Microsoft dropped some numbers this week that made me stop scrolling: 20 million paid Copilot users. That’s up from 10 million six months ago. And before you roll your eyes and mutter “but how many actually use it?”, Microsoft says they’ve got data on that too.
The company claims daily active users are up 150% year over year, and the average paid user is interacting with Copilot across multiple Microsoft 365 apps—Word, Excel, Teams, Outlook. Not just opening it once and forgetting about it.
I’ve been skeptical about the “AI assistant” hype since day one. We’ve seen this movie before: big launch, early adopters, then a slow fade into irrelevance. Remember Clippy? Yeah. But something feels different here. Microsoft is embedding Copilot into workflows people already have, not asking them to learn a new tool. That matters.
Let’s talk about the 20 million number for a second. That’s paid seats, not free trial users or people who accidentally clicked “try Copilot” once. These are organizations and individuals paying $30/month per user for Copilot for Microsoft 365. At scale, that’s serious revenue—roughly $7.2 billion annually if all users are on the full enterprise plan. Microsoft didn’t break down the mix between enterprise, business, and consumer, but even if half are on cheaper plans, we’re still talking billions.
Compare that to where we were a year ago. In early 2025, analysts were openly questioning whether Copilot would ever gain traction. The narrative was that employees tried it, got bored, and went back to their old workflows. Microsoft’s own internal data apparently showed that at one point. So what changed?
I think it’s a combination of things. First, the product got better. Copilot now handles context across documents, emails, and meetings in ways it couldn’t before. Second, Microsoft started forcing the issue—Copilot is increasingly baked into the default experience, not an optional add-on. Third, and this is the cynical take, companies that already paid for Microsoft 365 saw Copilot as a relatively cheap upsell and bought it without a clear plan. Some of those seats are probably collecting dust.
But the engagement data suggests more than dust collection. Microsoft says Copilot is used for specific, repeatable tasks: summarizing email threads, drafting responses, pulling data from Excel into PowerPoint, generating meeting recaps. These aren’t flashy use cases, but they’re practical. They save time in small ways that add up.
I still have questions. How does Microsoft define “daily active user”? Is it someone who does one Copilot query per day, or multiple? What’s the churn rate on those 20 million paid seats? And how much of this growth is driven by bundling versus genuine demand? Microsoft didn’t share those details, and I doubt they will.

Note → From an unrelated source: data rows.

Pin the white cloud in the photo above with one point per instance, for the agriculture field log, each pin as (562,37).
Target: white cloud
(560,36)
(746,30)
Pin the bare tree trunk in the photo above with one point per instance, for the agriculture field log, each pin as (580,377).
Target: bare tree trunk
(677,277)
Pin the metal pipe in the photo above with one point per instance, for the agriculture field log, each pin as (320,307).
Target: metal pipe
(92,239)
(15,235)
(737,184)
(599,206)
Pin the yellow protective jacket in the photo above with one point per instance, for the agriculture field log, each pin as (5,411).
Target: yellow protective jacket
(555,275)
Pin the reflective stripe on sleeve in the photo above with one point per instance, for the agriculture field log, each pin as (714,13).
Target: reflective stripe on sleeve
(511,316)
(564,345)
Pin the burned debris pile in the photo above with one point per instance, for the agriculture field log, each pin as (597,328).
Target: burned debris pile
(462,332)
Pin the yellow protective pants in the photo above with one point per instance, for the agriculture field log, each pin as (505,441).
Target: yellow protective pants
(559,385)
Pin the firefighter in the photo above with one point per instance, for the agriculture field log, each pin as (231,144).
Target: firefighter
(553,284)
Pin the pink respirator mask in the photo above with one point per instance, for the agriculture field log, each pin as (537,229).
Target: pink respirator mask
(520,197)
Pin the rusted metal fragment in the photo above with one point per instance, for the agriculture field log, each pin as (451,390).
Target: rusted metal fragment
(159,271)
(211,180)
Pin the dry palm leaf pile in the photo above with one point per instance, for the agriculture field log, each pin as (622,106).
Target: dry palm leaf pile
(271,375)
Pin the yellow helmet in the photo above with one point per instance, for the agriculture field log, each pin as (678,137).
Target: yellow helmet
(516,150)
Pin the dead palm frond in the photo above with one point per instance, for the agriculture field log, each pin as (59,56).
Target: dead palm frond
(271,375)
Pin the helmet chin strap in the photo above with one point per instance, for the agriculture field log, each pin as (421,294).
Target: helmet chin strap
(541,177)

Still, 20 million is a real number. It’s higher than I expected, and the growth trajectory is faster than what we’ve seen from standalone AI tools like ChatGPT‘s enterprise tier or Google’s Gemini for Workspace. Microsoft’s advantage is distribution: they already have hundreds of millions of Office users. Getting even a fraction of them to pay extra for AI is a massive business.
The “nobody uses Copilot” meme is probably overblown at this point. Are there still seats going unused? Sure. Is every organization getting value? Definitely not. But 20 million people (or their employers) are paying for it, and enough of them are using it that Microsoft felt confident enough to brag about engagement. That’s not nothing.
I’ll be watching the next earnings call closely. If Microsoft breaks out Copilot revenue separately, we’ll have a clearer picture. Until then, I’m taking the 20 million number at face value—with a healthy dose of skepticism about what “using it” really means.